We humans are graced with the gift of knowledge, education, morality, self-awareness, enabling us to think ahead, and so largely control the many aspects of our existence. Viruses are devoid of such self-knowledge, morality or anticipation. They are exclusively driven by those familiar goals: survival and reproduction. But it would be a mistake to underestimate them; viruses are extremely efficient in achieving those goals. Surely the lethality of dangerous viruses must be linked in part to whatever mechanisms viruses have evolved in order to overcome our human immune defences to viral infection. It will come as no surprise that the study of the smallpox virus in one of the two key bio-defence centres allowed to store the virus, the Centers for Disease Control in Atlanta, Georgia, has provided an important clue as to how the smallpox virus, Variola major, overwhelms our human immunity.

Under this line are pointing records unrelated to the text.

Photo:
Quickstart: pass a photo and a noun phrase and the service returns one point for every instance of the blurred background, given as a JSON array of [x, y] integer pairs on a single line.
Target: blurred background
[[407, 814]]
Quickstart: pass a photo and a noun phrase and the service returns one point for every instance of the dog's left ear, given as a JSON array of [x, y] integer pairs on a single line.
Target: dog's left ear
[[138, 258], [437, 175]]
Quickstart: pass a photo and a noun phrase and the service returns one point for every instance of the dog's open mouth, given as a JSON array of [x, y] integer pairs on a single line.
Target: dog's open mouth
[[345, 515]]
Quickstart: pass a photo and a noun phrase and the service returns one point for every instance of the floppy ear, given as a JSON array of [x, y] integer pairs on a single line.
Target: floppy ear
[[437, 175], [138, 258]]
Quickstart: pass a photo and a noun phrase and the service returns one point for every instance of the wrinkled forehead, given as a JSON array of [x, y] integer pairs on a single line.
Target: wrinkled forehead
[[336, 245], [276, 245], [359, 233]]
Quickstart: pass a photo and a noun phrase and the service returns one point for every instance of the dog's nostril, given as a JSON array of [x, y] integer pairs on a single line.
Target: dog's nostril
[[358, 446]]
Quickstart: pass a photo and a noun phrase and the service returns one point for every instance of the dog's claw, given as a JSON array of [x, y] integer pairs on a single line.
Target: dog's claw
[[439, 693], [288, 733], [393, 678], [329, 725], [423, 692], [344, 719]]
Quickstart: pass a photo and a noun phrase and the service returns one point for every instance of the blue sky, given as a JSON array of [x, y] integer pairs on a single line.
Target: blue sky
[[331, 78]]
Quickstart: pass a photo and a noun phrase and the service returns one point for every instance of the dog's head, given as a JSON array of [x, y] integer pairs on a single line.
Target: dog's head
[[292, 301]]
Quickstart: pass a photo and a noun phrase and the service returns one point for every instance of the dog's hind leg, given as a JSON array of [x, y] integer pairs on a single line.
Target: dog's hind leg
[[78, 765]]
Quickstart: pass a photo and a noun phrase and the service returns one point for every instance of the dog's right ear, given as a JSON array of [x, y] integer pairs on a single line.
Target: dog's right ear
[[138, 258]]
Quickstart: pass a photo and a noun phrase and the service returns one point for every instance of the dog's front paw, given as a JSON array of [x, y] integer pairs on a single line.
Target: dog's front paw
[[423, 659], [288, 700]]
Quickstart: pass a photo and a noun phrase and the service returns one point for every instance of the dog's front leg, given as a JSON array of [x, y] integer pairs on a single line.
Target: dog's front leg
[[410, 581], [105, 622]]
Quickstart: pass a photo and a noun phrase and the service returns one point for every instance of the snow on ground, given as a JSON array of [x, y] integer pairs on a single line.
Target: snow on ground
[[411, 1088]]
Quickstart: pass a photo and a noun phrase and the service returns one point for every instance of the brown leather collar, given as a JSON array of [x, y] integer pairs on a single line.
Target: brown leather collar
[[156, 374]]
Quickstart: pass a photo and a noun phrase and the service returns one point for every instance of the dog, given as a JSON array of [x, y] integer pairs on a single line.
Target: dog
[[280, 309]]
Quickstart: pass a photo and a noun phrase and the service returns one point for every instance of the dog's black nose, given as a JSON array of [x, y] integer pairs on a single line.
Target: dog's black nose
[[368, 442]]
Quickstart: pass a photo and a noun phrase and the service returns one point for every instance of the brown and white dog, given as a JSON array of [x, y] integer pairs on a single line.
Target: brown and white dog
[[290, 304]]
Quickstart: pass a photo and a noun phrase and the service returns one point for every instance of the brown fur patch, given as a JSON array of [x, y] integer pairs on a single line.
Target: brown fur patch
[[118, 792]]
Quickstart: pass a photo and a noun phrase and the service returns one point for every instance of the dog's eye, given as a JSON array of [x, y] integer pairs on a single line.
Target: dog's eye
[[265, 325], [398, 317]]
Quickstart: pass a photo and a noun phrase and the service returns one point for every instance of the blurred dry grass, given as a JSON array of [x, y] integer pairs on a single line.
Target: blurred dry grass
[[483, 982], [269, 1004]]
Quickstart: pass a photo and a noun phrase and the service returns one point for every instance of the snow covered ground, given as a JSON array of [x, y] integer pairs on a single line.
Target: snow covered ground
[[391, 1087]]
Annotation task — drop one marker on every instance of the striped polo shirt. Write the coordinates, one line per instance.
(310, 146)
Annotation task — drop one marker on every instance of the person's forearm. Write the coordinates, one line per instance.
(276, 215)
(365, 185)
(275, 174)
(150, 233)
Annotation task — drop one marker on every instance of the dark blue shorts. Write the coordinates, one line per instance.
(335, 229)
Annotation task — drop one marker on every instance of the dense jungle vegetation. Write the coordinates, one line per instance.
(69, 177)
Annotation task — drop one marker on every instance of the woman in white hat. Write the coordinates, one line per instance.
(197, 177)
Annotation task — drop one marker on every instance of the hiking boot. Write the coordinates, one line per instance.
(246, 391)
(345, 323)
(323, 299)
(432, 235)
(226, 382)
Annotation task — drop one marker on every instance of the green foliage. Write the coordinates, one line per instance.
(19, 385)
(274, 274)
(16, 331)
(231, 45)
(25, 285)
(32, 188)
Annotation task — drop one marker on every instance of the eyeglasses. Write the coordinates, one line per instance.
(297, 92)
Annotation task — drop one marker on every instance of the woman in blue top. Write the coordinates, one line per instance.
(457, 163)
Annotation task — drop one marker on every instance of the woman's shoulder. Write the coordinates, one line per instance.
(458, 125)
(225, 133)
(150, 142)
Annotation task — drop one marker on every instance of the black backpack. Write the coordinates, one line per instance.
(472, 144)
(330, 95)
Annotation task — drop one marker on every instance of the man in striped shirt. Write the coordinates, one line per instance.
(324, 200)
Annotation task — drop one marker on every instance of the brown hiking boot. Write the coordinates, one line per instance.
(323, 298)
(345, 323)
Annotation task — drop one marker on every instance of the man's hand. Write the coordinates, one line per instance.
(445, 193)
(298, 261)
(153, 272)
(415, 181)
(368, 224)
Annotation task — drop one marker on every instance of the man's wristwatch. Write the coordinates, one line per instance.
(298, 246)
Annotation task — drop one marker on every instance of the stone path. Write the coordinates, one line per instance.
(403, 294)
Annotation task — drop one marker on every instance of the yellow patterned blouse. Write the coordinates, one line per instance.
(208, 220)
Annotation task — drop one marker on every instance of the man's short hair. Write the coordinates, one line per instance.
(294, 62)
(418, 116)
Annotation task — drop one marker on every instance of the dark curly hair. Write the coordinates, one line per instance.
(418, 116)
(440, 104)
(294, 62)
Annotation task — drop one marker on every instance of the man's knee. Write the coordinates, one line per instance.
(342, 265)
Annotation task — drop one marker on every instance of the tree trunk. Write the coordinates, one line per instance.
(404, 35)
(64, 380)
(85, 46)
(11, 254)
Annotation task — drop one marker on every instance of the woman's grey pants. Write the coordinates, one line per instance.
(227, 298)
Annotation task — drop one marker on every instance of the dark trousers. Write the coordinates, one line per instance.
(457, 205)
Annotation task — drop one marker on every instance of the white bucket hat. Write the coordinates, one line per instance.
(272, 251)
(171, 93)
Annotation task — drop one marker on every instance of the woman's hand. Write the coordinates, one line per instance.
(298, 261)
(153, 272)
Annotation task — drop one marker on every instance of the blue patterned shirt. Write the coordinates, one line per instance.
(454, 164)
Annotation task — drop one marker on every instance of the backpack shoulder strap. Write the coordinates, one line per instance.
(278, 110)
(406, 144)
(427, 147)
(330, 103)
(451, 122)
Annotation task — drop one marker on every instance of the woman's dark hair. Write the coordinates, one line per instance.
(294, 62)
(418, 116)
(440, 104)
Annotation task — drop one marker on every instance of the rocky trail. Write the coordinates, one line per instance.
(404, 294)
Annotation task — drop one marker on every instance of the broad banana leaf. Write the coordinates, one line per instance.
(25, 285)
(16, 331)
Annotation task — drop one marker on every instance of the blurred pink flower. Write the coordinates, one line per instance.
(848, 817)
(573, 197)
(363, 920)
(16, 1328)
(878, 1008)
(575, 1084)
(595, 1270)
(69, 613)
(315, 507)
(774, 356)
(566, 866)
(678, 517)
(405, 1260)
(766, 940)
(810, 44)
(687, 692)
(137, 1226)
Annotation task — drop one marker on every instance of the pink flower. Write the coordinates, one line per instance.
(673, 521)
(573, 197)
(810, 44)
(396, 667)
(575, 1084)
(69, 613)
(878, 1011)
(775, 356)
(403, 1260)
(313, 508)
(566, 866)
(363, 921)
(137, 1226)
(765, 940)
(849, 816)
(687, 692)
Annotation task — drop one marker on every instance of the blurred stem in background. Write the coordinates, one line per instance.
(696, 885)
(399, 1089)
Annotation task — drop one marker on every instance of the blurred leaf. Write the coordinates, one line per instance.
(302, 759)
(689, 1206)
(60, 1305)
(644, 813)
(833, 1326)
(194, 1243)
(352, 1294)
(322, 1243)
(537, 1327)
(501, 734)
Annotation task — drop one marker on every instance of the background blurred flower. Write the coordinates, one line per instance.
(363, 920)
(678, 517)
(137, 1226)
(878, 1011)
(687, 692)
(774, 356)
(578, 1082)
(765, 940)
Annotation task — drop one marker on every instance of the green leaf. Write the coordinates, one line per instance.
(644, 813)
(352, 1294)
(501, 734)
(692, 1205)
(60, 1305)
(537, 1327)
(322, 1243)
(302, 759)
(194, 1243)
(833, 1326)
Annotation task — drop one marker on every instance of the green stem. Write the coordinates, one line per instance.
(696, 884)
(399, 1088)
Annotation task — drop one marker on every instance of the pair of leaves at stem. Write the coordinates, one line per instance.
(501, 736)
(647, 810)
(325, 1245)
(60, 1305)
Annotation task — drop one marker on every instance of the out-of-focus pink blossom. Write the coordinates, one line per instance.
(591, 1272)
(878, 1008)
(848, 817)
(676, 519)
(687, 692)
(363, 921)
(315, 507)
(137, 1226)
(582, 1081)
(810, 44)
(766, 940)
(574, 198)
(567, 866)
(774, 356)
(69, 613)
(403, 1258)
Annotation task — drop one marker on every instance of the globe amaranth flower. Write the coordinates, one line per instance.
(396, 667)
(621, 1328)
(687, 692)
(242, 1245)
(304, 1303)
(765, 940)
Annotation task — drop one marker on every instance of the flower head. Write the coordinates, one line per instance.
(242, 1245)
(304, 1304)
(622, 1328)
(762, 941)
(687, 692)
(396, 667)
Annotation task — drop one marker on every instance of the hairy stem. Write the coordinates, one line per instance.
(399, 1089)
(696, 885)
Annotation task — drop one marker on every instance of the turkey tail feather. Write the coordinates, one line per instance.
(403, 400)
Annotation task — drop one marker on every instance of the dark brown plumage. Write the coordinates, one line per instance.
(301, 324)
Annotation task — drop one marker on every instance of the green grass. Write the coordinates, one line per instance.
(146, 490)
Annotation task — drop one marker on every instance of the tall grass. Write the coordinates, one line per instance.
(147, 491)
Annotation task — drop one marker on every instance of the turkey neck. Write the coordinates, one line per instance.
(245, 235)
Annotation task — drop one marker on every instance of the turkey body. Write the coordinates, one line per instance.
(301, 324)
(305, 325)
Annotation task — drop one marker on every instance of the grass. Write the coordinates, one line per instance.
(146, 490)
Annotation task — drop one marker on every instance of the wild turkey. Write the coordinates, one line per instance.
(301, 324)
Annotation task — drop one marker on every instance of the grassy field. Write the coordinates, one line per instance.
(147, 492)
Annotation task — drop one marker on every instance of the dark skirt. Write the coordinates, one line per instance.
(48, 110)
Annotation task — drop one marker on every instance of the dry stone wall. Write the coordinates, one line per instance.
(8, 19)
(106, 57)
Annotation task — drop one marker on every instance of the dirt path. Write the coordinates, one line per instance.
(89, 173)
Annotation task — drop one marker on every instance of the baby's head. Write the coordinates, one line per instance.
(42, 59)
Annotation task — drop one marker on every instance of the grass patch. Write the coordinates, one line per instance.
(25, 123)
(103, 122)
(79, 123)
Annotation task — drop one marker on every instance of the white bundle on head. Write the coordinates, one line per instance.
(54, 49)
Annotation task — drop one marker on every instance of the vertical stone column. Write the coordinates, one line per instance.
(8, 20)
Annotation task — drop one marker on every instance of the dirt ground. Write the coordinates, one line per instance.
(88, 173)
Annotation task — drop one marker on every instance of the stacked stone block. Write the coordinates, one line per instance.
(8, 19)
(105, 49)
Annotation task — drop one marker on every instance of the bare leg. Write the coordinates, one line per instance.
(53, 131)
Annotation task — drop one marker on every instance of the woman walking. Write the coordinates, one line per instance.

When Variola enters our human tissues, the ‘innate immune response’ is the first line in our defence against this alien invasion. As part of this innate response, the infected cells produce type I interferons in response to the presence of the virus, and these then engage other immunological defences that would normally inactivate and destroy the virus. What the scientists at CDC discovered is that inside the infected human cells the invading virus produces a protein, known as type I interferon-binding protein, which inactivates the human type I interferons. As we saw with the production of a virulence factor in norovirus infection, this is another example of the same malevolent viral strategy. In other words, the smallpox virus carries in its genome the coding for a major virulence factor that explains the severity of Variola major smallpox infection. This discovery of these interferon-binding proteins may, in the future, help authorities to improve the design of new vaccines and antiviral therapies, which might, for example, also apply to related viruses, such as the monkeypox virus, which causes virulent infections in humans.